Lawyers at Phillion wrongful conviction at odds over false-confession expert
Thursday, November 27, 2008
- Organization: THE CANADIAN PRESS
TORONTO - False confessions cannot be detected scientifically and therefore expert evidence on the topic is unreliable and should not be considered, Ontario's highest court heard Wednesday.
Crown lawyer Howard Leibovich told the Appeal Court review of Romeo Phillion's 1972 murder conviction that the best that can be said about false confessions is they sometimes occur.
No tools exist to determine conclusively when someone has falsely confessed to a crime, the lawyer said.
"With respect, this was not a scholarly piece of work," Leibovich said of an expert opinion on the case.
Even the expert concedes there is "no scientific method to establish false confessions," Leibovich argued.
The court is trying to decide whether Phillion, 69, was wrongfully convicted of the 1967 killing of an Ottawa firefighter.
Phillion voluntarily confessed to the crime more than four years after it occurred. Despite immediately recanting, he was convicted and spent 31 years in prison maintaining his innocence.
His lawyers want the Appeal Court to consider a 34-page report by British psychologist Gisli Gudjonsson, who concluded Phillion's 1972 confession was likely false.
Phillion's lawyer Phil Campbell argued Gudjonsson is "almost universally applauded" and considered the "best expert in the world" on the topic.
He accused the Crown of "small localized credibility attacks" on Gudjonsson, who has played a role in numerous cases in England, where convictions based on false confessions have been overturned.
"You cannot sweep away his scholarship," Campbell said.
It is precisely because no "blood test" exists for false confessions that jurors need someone to explain the "extraordinarily counterintuitive" phenomenon, he argued.
A simple judge's caution to jurors about the possibility of false confessions, as Justice John Laskin suggested, would not suffice, Campbell said.
Nor is the answer to allow a "really damaged" but innocent accused to take the stand to explain a confession, Campbell said in response to Justice Michael Moldaver.
Earlier in the day, Crown co-counsel Lucy Cecchetto told court that prosecutors had no legal obligation to tell Phillion's trial lawyer about an alibi police initially verified, then ostensibly debunked.

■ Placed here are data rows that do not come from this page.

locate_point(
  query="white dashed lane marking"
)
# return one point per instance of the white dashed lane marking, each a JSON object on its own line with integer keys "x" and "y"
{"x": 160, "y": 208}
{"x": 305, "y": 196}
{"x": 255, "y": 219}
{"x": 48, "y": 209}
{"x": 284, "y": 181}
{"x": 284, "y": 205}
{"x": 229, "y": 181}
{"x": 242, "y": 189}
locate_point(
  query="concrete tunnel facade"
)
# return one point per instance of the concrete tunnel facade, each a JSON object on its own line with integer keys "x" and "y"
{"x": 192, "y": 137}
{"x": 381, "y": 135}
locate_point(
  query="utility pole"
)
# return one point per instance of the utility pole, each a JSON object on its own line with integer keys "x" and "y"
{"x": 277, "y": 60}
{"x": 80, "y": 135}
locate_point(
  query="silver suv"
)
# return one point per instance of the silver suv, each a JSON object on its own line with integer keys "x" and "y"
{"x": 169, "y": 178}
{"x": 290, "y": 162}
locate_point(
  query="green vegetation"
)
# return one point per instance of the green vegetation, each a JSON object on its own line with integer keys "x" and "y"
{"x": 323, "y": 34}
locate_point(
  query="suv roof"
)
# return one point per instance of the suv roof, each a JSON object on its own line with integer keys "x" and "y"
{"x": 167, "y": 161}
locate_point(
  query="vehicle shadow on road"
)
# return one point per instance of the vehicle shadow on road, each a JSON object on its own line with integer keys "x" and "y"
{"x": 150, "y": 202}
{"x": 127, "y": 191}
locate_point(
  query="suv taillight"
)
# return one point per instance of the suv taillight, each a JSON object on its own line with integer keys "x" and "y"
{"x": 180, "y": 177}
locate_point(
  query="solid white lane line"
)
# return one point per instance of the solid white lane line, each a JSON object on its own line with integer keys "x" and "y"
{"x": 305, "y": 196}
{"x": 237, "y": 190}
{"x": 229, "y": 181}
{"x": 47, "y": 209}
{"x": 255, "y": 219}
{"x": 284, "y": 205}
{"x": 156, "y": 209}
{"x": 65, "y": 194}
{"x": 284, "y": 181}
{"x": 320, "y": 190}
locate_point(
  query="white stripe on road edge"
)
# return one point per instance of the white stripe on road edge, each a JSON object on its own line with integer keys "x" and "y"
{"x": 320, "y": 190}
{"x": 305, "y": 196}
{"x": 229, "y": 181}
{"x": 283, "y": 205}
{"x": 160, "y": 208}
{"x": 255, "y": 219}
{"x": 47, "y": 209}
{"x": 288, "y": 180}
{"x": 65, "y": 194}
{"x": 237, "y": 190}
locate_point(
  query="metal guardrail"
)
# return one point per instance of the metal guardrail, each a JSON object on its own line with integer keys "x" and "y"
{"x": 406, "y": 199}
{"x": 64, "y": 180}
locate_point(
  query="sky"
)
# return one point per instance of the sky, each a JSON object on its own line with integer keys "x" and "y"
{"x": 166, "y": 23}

Although the prosecution insists the discredited alibi was indeed disclosed, Cecchetto argued the rules at the time did not demand it.

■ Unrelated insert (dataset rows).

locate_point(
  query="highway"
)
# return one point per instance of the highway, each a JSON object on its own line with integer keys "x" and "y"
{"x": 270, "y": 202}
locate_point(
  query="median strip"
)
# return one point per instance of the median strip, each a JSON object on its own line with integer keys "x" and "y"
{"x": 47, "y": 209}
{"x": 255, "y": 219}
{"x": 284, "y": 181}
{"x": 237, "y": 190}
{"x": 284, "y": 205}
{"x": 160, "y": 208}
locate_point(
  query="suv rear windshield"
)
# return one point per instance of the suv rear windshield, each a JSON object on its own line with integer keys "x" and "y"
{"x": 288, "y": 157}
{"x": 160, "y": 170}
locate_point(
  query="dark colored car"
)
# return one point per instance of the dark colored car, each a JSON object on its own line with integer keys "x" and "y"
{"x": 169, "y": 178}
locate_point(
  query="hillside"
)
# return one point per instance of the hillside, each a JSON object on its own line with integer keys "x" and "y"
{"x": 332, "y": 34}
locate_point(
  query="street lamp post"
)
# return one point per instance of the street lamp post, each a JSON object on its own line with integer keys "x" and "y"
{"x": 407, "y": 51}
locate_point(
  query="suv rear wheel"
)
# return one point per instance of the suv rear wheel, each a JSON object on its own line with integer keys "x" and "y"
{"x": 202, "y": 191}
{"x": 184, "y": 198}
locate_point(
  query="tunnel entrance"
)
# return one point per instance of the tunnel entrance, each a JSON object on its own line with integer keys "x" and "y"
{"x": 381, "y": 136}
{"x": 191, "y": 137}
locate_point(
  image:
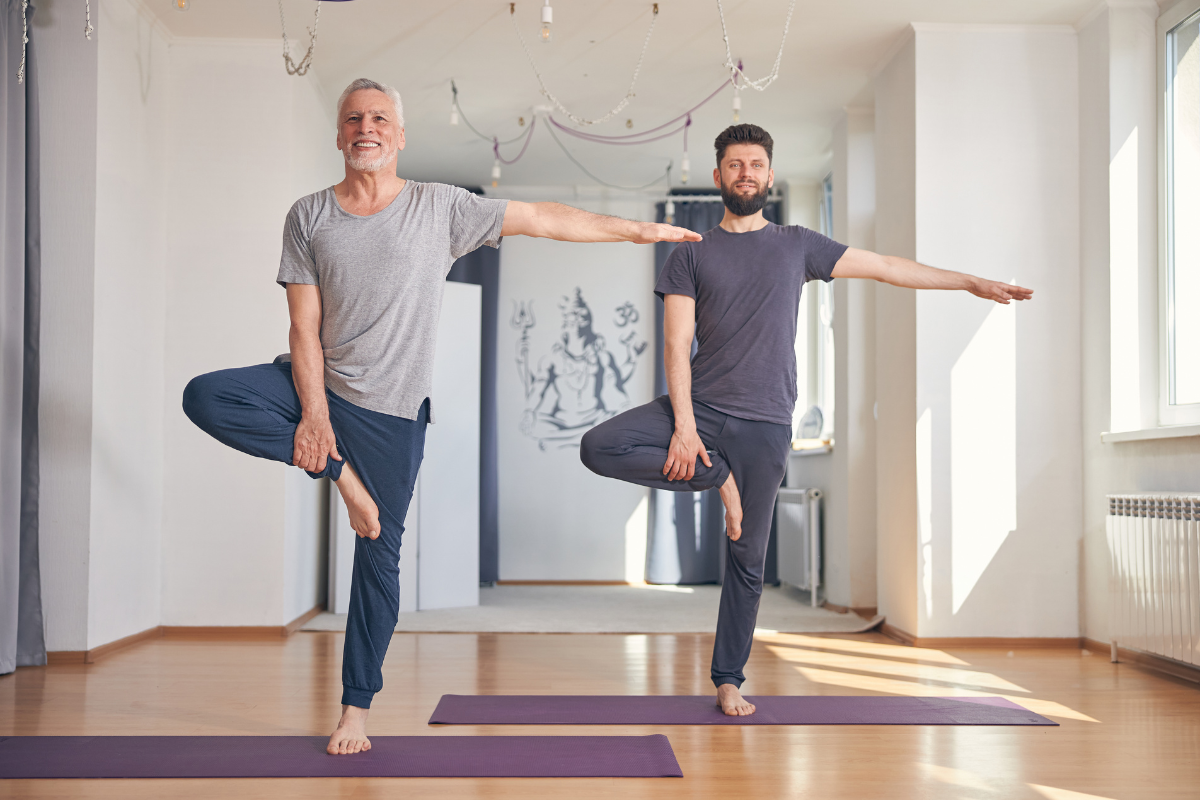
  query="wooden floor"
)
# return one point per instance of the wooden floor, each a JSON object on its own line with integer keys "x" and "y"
{"x": 1127, "y": 733}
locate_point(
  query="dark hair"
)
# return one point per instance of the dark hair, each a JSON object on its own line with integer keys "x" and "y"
{"x": 743, "y": 133}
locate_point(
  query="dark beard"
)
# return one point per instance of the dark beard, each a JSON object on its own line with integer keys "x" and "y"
{"x": 741, "y": 205}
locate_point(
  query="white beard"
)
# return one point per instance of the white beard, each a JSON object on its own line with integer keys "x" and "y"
{"x": 365, "y": 162}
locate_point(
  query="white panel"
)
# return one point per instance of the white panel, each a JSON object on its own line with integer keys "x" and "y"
{"x": 449, "y": 487}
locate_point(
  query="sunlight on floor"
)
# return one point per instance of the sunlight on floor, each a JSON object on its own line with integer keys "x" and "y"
{"x": 889, "y": 686}
{"x": 682, "y": 590}
{"x": 966, "y": 779}
{"x": 1065, "y": 794}
{"x": 904, "y": 669}
{"x": 862, "y": 648}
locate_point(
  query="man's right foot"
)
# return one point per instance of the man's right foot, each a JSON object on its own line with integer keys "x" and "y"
{"x": 730, "y": 698}
{"x": 351, "y": 735}
{"x": 732, "y": 500}
{"x": 361, "y": 507}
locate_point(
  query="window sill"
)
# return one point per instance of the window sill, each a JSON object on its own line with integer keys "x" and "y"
{"x": 813, "y": 451}
{"x": 1165, "y": 432}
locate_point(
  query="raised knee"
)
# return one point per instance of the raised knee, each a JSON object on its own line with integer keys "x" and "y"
{"x": 589, "y": 450}
{"x": 198, "y": 398}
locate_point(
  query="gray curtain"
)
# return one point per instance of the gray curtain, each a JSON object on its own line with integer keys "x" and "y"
{"x": 483, "y": 268}
{"x": 687, "y": 536}
{"x": 22, "y": 637}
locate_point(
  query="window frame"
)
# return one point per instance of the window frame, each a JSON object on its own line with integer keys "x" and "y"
{"x": 1169, "y": 414}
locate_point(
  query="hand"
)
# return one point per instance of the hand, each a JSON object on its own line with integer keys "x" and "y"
{"x": 652, "y": 232}
{"x": 313, "y": 443}
{"x": 999, "y": 292}
{"x": 685, "y": 447}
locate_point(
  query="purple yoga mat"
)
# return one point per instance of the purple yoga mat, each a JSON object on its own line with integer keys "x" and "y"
{"x": 678, "y": 709}
{"x": 39, "y": 757}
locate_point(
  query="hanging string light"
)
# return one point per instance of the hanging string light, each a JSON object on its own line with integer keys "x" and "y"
{"x": 547, "y": 17}
{"x": 301, "y": 67}
{"x": 24, "y": 38}
{"x": 736, "y": 68}
{"x": 551, "y": 97}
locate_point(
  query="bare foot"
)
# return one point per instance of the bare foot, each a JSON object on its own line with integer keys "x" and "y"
{"x": 732, "y": 500}
{"x": 732, "y": 702}
{"x": 363, "y": 510}
{"x": 352, "y": 733}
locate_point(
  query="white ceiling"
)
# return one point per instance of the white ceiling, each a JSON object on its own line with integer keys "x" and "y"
{"x": 419, "y": 46}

It would be "patently unreasonable" to apply today's stricter evidence standards to 1972, she told the court.
Court has previously heard that Ottawa police initially ruled out Phillion as a suspect based on his "verified" alibi that he was far from the scene the day in August 1967 that Leopold Roy was stabbed to death.
At some point, however, the lead detective decided the alibi no longer carried weight, but his notes and other evidence have been lost.

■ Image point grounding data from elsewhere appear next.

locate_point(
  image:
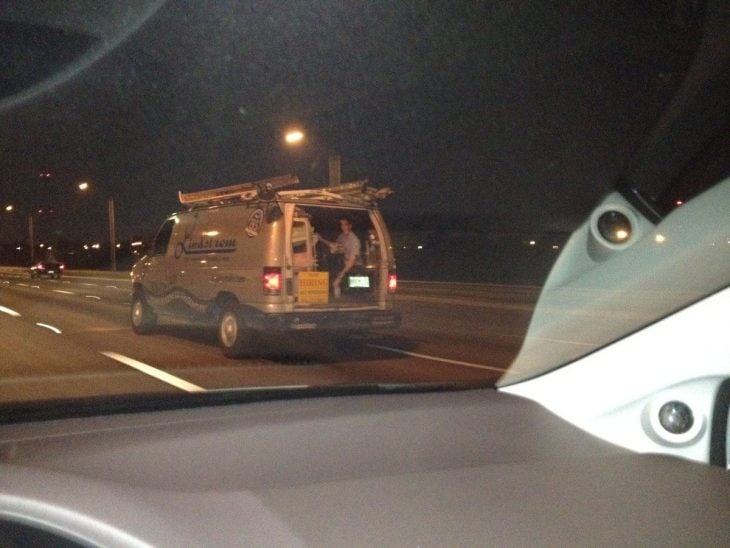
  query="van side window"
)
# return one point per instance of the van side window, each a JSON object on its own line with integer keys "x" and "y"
{"x": 163, "y": 237}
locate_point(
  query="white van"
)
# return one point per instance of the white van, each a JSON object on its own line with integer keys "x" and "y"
{"x": 252, "y": 257}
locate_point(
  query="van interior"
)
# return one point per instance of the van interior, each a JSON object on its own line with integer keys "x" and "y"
{"x": 316, "y": 256}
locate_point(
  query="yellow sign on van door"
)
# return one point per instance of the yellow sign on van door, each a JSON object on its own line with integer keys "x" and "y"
{"x": 314, "y": 287}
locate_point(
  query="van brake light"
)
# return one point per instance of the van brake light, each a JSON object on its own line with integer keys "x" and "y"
{"x": 272, "y": 280}
{"x": 392, "y": 282}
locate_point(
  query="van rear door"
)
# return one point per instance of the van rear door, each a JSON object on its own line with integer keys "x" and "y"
{"x": 316, "y": 260}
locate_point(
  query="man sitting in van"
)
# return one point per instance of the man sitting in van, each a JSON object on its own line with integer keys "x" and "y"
{"x": 349, "y": 243}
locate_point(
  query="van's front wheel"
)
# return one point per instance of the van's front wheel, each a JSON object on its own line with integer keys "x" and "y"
{"x": 233, "y": 335}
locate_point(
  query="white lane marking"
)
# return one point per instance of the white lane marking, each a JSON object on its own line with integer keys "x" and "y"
{"x": 255, "y": 388}
{"x": 9, "y": 311}
{"x": 56, "y": 330}
{"x": 156, "y": 373}
{"x": 437, "y": 359}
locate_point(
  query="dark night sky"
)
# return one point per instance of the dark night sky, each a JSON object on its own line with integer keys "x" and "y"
{"x": 520, "y": 113}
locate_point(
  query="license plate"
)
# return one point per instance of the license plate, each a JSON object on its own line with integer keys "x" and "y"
{"x": 358, "y": 281}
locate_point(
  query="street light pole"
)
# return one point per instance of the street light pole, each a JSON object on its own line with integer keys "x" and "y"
{"x": 31, "y": 242}
{"x": 335, "y": 170}
{"x": 112, "y": 235}
{"x": 295, "y": 137}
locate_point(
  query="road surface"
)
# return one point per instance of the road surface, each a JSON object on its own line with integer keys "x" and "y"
{"x": 71, "y": 338}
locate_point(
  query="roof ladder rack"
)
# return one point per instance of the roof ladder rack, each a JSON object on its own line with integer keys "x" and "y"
{"x": 240, "y": 192}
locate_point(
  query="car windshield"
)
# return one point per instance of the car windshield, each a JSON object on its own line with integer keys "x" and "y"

Neither the initial verification nor its debunking were ever discussed at Phillion's trial.
Cecchetto argued it would have made no difference to the verdict anyway.
Moldaver appeared unimpressed with Cecchetto's reasoning.
"I've never heard of a case where the police have gone out and verified an alibi and then changed their minds," the justice said.
Campbell noted the prosecutor and the judge at trial told jurors that parts of Phillion's confession had been corroborated by other witnesses.
As such, Campbell said, prosecutors had a duty to disclose any witness evidence that might have tended to exonerate him.
The hearing continues Thursday with Phillion's lawyers expected to wrap up their closing submissions.